Peu de personnes à la colonie lui accordaient toute leur confiance, sûrement à cause de sa réputation – pourtant, elle faisait tout pour montrer qu’elle ne la méritait pas. Marlee parlait peu, elle s’isolait régulièrement et passait plus de temps à s’entraîner qu’à papoter. Quelques filles du bungalow d’Aphrodite avaient tenté de la faire s’intéresser à autre chose, mais elles capitulèrent rapidement. Elle avait même coupé les ponts avec son père : après la première année, elle avait tenté de le rejoindre pour lui expliquer les raisons de son départ, sauf que Chiron avait refusé. Marion s’était proposé pour lui rendre visite. A son retour, il lui annonça que l’appartement était vide et que Thomas devait avoir plié bagages des mois auparavant. Il était parti, sans poster un seul avis de recherche sur sa fille. Avait-il songé qu’elle avait juste disparu, comme sa mère des années plus tôt ? La leçon fut particulièrement dure pour Marlee, qui n’avait finalement plus personne vers qui se tourner. Il y aurait bien eu ses grands-parents, mais ils ne l’avaient jamais réellement comprise. Eté après été, elle obtint de nouvelles perles à ajouter à son collier. Elle n’était pas la plus vieille pensionnaire, néanmoins son ancienneté n’était plus à remettre en cause. On aurait pu penser qu’elle se serait fait une multitude d’amis puisqu’elle était obligée de vivre toute l’année parmi eux, mais ç’aurait été mal la connaître.
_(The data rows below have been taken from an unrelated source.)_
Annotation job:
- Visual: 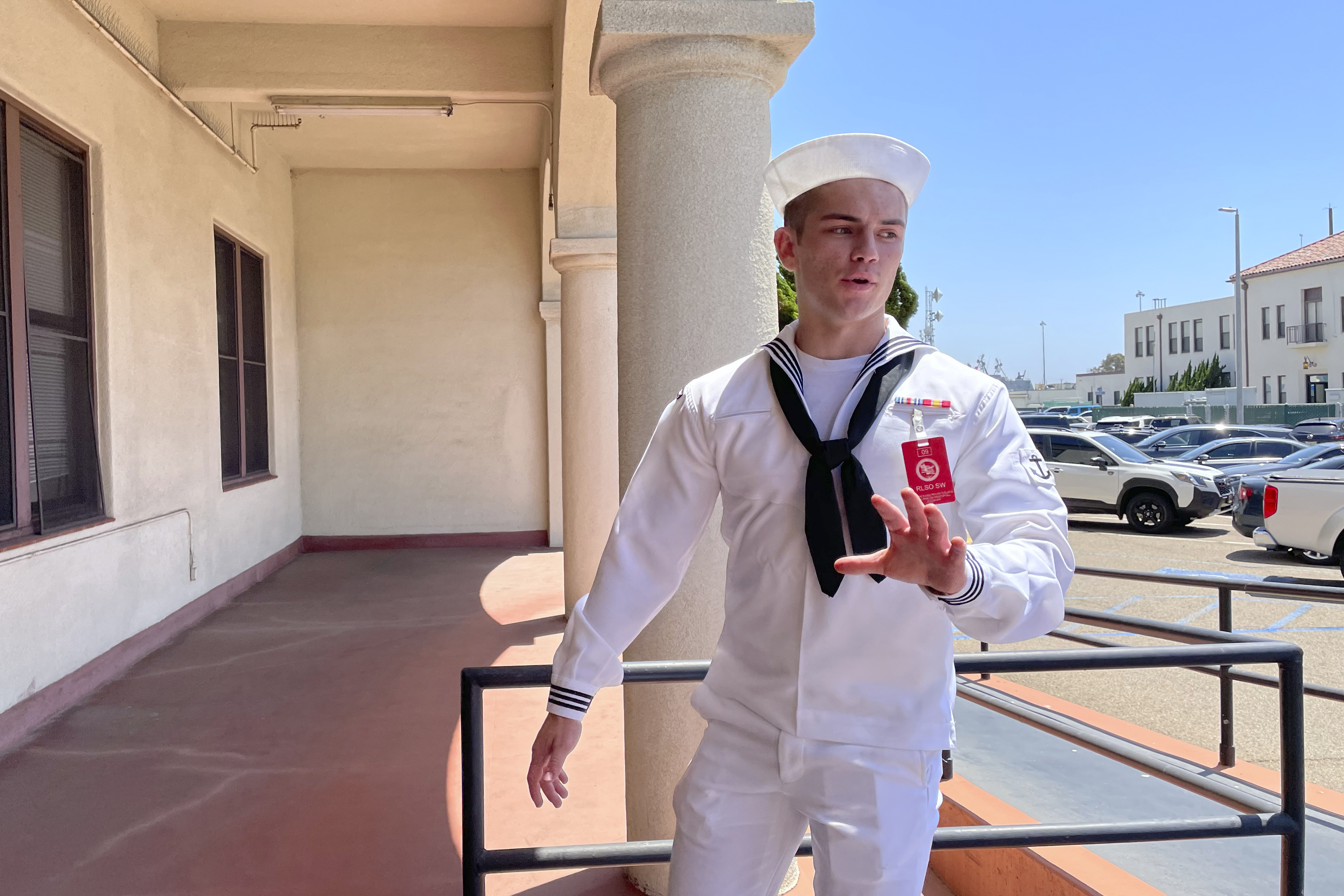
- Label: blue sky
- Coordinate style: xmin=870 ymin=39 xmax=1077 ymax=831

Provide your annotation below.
xmin=772 ymin=0 xmax=1344 ymax=381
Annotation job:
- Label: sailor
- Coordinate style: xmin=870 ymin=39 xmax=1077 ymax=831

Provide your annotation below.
xmin=528 ymin=134 xmax=1074 ymax=896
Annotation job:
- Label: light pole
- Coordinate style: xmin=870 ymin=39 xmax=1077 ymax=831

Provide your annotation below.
xmin=1218 ymin=208 xmax=1246 ymax=423
xmin=1040 ymin=321 xmax=1050 ymax=388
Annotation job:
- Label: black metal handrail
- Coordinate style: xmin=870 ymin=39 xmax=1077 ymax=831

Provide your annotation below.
xmin=461 ymin=631 xmax=1306 ymax=896
xmin=1070 ymin=566 xmax=1344 ymax=766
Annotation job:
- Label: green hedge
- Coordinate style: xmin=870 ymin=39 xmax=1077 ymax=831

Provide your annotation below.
xmin=1093 ymin=404 xmax=1340 ymax=426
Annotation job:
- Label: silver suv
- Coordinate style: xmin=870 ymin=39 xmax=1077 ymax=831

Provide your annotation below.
xmin=1027 ymin=429 xmax=1233 ymax=535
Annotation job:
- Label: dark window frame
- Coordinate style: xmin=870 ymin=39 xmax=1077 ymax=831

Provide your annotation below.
xmin=0 ymin=91 xmax=111 ymax=549
xmin=213 ymin=224 xmax=269 ymax=492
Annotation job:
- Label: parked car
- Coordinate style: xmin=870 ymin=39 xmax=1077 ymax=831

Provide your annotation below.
xmin=1233 ymin=454 xmax=1344 ymax=543
xmin=1293 ymin=416 xmax=1344 ymax=442
xmin=1148 ymin=414 xmax=1204 ymax=430
xmin=1251 ymin=461 xmax=1344 ymax=575
xmin=1175 ymin=438 xmax=1306 ymax=470
xmin=1223 ymin=442 xmax=1344 ymax=478
xmin=1094 ymin=426 xmax=1153 ymax=445
xmin=1028 ymin=427 xmax=1233 ymax=535
xmin=1021 ymin=414 xmax=1073 ymax=430
xmin=1097 ymin=414 xmax=1153 ymax=430
xmin=1136 ymin=423 xmax=1286 ymax=458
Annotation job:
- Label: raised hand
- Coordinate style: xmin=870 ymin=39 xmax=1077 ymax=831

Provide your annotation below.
xmin=836 ymin=489 xmax=966 ymax=594
xmin=527 ymin=713 xmax=583 ymax=809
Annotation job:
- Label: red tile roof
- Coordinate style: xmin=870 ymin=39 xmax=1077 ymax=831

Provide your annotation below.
xmin=1242 ymin=231 xmax=1344 ymax=277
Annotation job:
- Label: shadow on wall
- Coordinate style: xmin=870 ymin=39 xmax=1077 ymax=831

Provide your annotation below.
xmin=0 ymin=548 xmax=562 ymax=896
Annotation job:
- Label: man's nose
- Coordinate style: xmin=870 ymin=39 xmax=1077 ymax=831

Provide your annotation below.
xmin=849 ymin=234 xmax=878 ymax=262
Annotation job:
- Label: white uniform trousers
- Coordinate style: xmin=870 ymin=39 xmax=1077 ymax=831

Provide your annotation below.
xmin=669 ymin=721 xmax=942 ymax=896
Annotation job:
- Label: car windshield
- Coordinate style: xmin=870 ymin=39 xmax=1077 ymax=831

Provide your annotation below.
xmin=1093 ymin=434 xmax=1153 ymax=463
xmin=1172 ymin=440 xmax=1231 ymax=461
xmin=1279 ymin=445 xmax=1339 ymax=463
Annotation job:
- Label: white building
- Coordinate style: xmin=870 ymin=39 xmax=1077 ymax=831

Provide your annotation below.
xmin=1242 ymin=234 xmax=1344 ymax=404
xmin=1120 ymin=296 xmax=1235 ymax=394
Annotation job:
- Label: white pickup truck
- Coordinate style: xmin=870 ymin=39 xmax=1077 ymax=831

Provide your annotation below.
xmin=1251 ymin=467 xmax=1344 ymax=571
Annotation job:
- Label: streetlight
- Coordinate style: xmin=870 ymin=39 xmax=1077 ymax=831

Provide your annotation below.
xmin=1040 ymin=321 xmax=1050 ymax=388
xmin=1218 ymin=208 xmax=1246 ymax=423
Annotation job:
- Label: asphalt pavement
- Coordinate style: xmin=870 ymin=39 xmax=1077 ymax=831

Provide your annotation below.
xmin=957 ymin=515 xmax=1344 ymax=791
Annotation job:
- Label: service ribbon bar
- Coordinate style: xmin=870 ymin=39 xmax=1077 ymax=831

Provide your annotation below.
xmin=895 ymin=397 xmax=952 ymax=407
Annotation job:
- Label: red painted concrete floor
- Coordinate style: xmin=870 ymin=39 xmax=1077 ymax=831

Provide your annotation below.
xmin=0 ymin=548 xmax=946 ymax=896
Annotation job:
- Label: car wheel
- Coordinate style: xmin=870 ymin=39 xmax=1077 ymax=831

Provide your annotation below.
xmin=1125 ymin=492 xmax=1176 ymax=535
xmin=1289 ymin=548 xmax=1336 ymax=567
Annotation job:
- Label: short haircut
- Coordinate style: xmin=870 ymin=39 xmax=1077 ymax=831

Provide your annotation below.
xmin=783 ymin=187 xmax=817 ymax=243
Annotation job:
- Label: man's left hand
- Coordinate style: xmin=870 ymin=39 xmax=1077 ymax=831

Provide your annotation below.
xmin=836 ymin=489 xmax=966 ymax=594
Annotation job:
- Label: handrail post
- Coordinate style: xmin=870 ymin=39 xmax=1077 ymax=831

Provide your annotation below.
xmin=461 ymin=669 xmax=485 ymax=896
xmin=1278 ymin=650 xmax=1306 ymax=896
xmin=1218 ymin=588 xmax=1236 ymax=766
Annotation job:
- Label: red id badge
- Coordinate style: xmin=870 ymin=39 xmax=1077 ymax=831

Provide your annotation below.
xmin=901 ymin=435 xmax=957 ymax=504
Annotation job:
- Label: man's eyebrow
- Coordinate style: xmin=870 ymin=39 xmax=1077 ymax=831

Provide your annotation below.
xmin=817 ymin=211 xmax=906 ymax=227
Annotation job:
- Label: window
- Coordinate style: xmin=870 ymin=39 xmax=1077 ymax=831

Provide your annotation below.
xmin=0 ymin=97 xmax=104 ymax=539
xmin=1255 ymin=442 xmax=1297 ymax=457
xmin=1050 ymin=435 xmax=1105 ymax=465
xmin=1302 ymin=286 xmax=1325 ymax=343
xmin=1306 ymin=373 xmax=1331 ymax=404
xmin=215 ymin=232 xmax=270 ymax=485
xmin=1208 ymin=442 xmax=1251 ymax=461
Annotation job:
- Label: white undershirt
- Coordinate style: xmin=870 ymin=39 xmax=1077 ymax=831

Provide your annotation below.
xmin=796 ymin=351 xmax=868 ymax=442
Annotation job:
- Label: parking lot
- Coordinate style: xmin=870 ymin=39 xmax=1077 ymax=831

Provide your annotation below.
xmin=957 ymin=515 xmax=1344 ymax=791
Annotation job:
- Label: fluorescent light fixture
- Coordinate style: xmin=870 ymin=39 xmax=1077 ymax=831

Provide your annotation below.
xmin=270 ymin=97 xmax=453 ymax=117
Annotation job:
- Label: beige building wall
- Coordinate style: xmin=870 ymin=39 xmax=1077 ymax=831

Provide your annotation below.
xmin=0 ymin=0 xmax=301 ymax=709
xmin=294 ymin=169 xmax=547 ymax=535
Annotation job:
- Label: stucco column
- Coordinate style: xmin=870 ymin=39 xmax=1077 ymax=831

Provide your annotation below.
xmin=551 ymin=237 xmax=620 ymax=614
xmin=590 ymin=0 xmax=813 ymax=893
xmin=536 ymin=298 xmax=564 ymax=548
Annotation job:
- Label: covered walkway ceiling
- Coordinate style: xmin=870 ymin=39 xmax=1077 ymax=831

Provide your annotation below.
xmin=145 ymin=0 xmax=554 ymax=28
xmin=144 ymin=0 xmax=554 ymax=169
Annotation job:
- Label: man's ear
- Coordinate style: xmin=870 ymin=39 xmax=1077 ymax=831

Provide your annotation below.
xmin=774 ymin=227 xmax=799 ymax=273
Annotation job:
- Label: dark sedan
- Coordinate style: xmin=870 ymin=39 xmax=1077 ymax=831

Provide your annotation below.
xmin=1021 ymin=413 xmax=1073 ymax=430
xmin=1233 ymin=451 xmax=1344 ymax=548
xmin=1223 ymin=442 xmax=1344 ymax=476
xmin=1097 ymin=426 xmax=1153 ymax=445
xmin=1173 ymin=438 xmax=1306 ymax=470
xmin=1293 ymin=416 xmax=1344 ymax=442
xmin=1134 ymin=423 xmax=1288 ymax=458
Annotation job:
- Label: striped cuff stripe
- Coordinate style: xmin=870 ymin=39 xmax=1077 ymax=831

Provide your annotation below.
xmin=938 ymin=552 xmax=985 ymax=607
xmin=551 ymin=685 xmax=593 ymax=702
xmin=550 ymin=685 xmax=593 ymax=712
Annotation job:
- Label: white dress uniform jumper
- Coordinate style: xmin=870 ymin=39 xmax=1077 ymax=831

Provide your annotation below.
xmin=547 ymin=317 xmax=1074 ymax=896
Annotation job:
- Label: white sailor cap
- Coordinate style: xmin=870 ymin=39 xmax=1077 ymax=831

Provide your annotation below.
xmin=765 ymin=134 xmax=929 ymax=215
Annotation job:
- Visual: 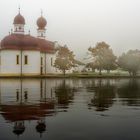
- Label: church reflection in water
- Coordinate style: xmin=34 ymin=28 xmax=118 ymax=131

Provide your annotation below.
xmin=0 ymin=79 xmax=74 ymax=136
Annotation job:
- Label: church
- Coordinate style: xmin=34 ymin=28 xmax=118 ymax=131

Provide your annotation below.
xmin=0 ymin=9 xmax=57 ymax=76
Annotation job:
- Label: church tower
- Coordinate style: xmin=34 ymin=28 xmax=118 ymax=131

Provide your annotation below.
xmin=37 ymin=11 xmax=47 ymax=39
xmin=13 ymin=8 xmax=25 ymax=34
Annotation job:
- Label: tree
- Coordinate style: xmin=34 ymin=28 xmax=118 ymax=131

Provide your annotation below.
xmin=118 ymin=50 xmax=140 ymax=76
xmin=54 ymin=45 xmax=75 ymax=75
xmin=88 ymin=42 xmax=117 ymax=75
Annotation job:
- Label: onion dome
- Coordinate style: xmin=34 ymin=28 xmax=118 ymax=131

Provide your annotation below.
xmin=13 ymin=123 xmax=25 ymax=135
xmin=36 ymin=16 xmax=47 ymax=29
xmin=14 ymin=12 xmax=25 ymax=25
xmin=38 ymin=39 xmax=56 ymax=54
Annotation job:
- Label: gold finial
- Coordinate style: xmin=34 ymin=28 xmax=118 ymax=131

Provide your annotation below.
xmin=18 ymin=5 xmax=20 ymax=14
xmin=41 ymin=9 xmax=43 ymax=16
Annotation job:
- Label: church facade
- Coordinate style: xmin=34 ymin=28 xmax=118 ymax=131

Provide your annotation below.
xmin=0 ymin=11 xmax=57 ymax=76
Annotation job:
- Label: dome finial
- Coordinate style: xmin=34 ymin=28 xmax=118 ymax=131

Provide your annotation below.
xmin=18 ymin=5 xmax=20 ymax=14
xmin=41 ymin=9 xmax=43 ymax=17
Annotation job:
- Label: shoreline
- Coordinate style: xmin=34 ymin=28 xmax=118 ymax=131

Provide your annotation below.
xmin=0 ymin=74 xmax=140 ymax=79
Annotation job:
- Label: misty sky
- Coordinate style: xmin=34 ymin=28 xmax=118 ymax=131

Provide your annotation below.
xmin=0 ymin=0 xmax=140 ymax=58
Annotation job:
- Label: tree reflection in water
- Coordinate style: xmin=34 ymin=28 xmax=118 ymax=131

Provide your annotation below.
xmin=55 ymin=79 xmax=76 ymax=111
xmin=117 ymin=79 xmax=140 ymax=106
xmin=87 ymin=79 xmax=116 ymax=111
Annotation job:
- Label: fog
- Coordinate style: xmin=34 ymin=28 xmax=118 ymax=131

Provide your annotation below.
xmin=0 ymin=0 xmax=140 ymax=60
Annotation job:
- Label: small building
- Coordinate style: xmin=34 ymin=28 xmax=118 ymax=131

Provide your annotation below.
xmin=0 ymin=10 xmax=57 ymax=76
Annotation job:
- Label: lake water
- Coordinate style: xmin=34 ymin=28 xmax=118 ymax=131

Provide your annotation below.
xmin=0 ymin=79 xmax=140 ymax=140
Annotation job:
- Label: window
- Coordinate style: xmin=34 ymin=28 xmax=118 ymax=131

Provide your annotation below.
xmin=24 ymin=55 xmax=28 ymax=65
xmin=51 ymin=57 xmax=53 ymax=66
xmin=16 ymin=55 xmax=19 ymax=65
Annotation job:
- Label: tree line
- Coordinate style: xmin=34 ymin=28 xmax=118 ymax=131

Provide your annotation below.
xmin=54 ymin=42 xmax=140 ymax=76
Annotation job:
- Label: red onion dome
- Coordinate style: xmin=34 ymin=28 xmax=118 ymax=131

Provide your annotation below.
xmin=37 ymin=16 xmax=47 ymax=29
xmin=14 ymin=13 xmax=25 ymax=24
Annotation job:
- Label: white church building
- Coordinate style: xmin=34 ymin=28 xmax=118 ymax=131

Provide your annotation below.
xmin=0 ymin=10 xmax=57 ymax=76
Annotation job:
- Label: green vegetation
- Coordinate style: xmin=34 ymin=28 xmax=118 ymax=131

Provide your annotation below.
xmin=54 ymin=45 xmax=75 ymax=75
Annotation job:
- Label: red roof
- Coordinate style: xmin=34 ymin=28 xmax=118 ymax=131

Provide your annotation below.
xmin=1 ymin=34 xmax=55 ymax=53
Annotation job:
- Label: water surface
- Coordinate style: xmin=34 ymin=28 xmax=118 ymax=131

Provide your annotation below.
xmin=0 ymin=79 xmax=140 ymax=140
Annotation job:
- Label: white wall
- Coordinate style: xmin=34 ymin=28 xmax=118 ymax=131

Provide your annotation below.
xmin=0 ymin=50 xmax=40 ymax=75
xmin=46 ymin=54 xmax=58 ymax=73
xmin=0 ymin=50 xmax=20 ymax=74
xmin=22 ymin=51 xmax=40 ymax=75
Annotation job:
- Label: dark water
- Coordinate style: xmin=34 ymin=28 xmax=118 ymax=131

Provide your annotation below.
xmin=0 ymin=79 xmax=140 ymax=140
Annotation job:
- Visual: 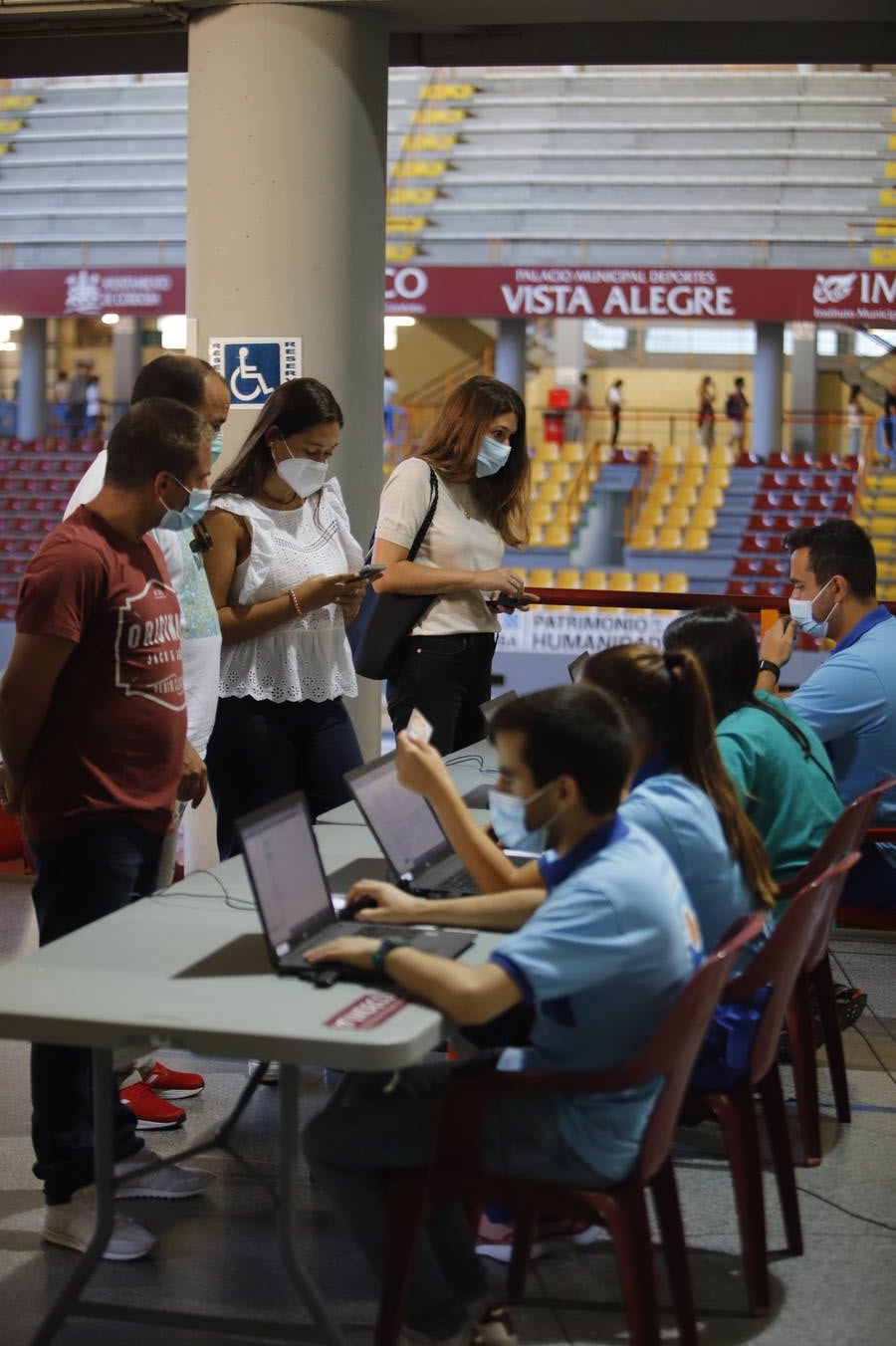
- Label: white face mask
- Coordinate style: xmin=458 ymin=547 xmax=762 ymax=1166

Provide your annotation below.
xmin=272 ymin=435 xmax=330 ymax=500
xmin=787 ymin=576 xmax=839 ymax=639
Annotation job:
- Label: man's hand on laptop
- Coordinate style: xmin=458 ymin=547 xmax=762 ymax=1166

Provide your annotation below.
xmin=343 ymin=879 xmax=426 ymax=925
xmin=306 ymin=934 xmax=380 ymax=968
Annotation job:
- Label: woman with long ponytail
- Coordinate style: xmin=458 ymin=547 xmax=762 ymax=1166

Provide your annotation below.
xmin=581 ymin=645 xmax=777 ymax=949
xmin=663 ymin=604 xmax=842 ymax=883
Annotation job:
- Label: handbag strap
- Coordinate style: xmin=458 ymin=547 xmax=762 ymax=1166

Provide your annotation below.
xmin=406 ymin=467 xmax=439 ymax=561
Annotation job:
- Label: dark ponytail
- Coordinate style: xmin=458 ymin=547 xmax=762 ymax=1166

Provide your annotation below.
xmin=582 ymin=645 xmax=778 ymax=907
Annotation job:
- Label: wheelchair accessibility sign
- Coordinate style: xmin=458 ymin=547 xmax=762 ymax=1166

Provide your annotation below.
xmin=208 ymin=336 xmax=302 ymax=408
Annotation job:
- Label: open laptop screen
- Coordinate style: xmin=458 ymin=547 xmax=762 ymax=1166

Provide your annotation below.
xmin=240 ymin=794 xmax=333 ymax=953
xmin=345 ymin=754 xmax=447 ymax=876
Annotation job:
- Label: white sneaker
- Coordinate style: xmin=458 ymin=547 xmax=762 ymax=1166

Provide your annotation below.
xmin=395 ymin=1323 xmax=479 ymax=1346
xmin=115 ymin=1150 xmax=214 ymax=1201
xmin=41 ymin=1187 xmax=156 ymax=1261
xmin=246 ymin=1059 xmax=280 ymax=1085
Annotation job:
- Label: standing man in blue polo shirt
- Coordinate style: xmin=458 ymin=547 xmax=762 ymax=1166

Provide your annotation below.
xmin=304 ymin=685 xmax=702 ymax=1346
xmin=756 ymin=520 xmax=896 ymax=910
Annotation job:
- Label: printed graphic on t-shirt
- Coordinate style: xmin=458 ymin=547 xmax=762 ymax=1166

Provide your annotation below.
xmin=115 ymin=580 xmax=187 ymax=711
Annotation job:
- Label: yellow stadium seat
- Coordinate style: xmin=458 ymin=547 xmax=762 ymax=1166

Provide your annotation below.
xmin=697 ymin=485 xmax=725 ymax=509
xmin=705 ymin=463 xmax=731 ymax=487
xmin=682 ymin=528 xmax=709 ymax=552
xmin=581 ymin=570 xmax=606 ymax=588
xmin=628 ymin=524 xmax=656 ymax=551
xmin=548 ymin=463 xmax=573 ymax=482
xmin=556 ymin=569 xmax=581 ymax=588
xmin=663 ymin=505 xmax=690 ymax=528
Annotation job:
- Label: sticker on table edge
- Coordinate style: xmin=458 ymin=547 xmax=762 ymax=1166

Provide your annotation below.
xmin=325 ymin=991 xmax=407 ymax=1032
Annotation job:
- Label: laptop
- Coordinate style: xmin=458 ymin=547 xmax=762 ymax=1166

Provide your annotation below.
xmin=569 ymin=650 xmax=594 ymax=682
xmin=342 ymin=753 xmax=479 ymax=898
xmin=237 ymin=792 xmax=474 ymax=982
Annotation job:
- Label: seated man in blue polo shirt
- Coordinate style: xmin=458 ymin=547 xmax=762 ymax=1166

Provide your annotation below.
xmin=756 ymin=520 xmax=896 ymax=910
xmin=304 ymin=687 xmax=702 ymax=1346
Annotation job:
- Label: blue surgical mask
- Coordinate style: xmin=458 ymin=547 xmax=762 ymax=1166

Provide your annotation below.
xmin=156 ymin=473 xmax=211 ymax=533
xmin=476 ymin=435 xmax=512 ymax=477
xmin=787 ymin=576 xmax=838 ymax=641
xmin=489 ymin=783 xmax=553 ymax=855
Seuls quelques rares élus parvinrent à gagner la confiance et l’amitié de Marlee, et réciproquement. Elle s’était toujours montrée très attentive à leur égard, mettant en avant leurs besoins plutôt que les siens. Ses amis représentent, pour la plupart, une famille d’adoption. Elle se sentait plus proche d’eux que de ses véritables frères et sœurs – sauf quelques exceptions. Et même si elle n’était pas liée avec tous les résidents, elle les connaissait tous. A sa façon. A force d’épier toutes les conversations, d’observer les personnes agir, de vivre auprès d’elle, elle avait fini par savoir qu’au besoin, elle pourrait compter sur chacun d’entre eux. Qu’importaient leurs différences, puisqu’ils étaient tous enfants de Dieux ? Qu’importaient leurs querelles, puisqu’ils partageaient tous le même foyer ? Elle était fière de se battre auprès d’eux, fière de faire partie de la colonie. Mais les choses étaient amenées à changer. La voix de sa mère avait résonné une nouvelle fois dans un de ses songes. Elle lui demanda d’être brave, de faire ce qui lui semblait juste, d’être prête à tout pour protéger ceux qu’elle aimait. Il n’était pas dans les habitudes de Nyx d’être aussi chaleureuse, aussi ce rêve marqua-t-il Marlee plus que n’importe quel autre. Quelque chose se préparait dans l’ombre et elle ferait bien de se préparer, de faire tout ce qui était en son pouvoir pour découvrir cette chose. Car au fond, les ténèbres étaient sa spécialité.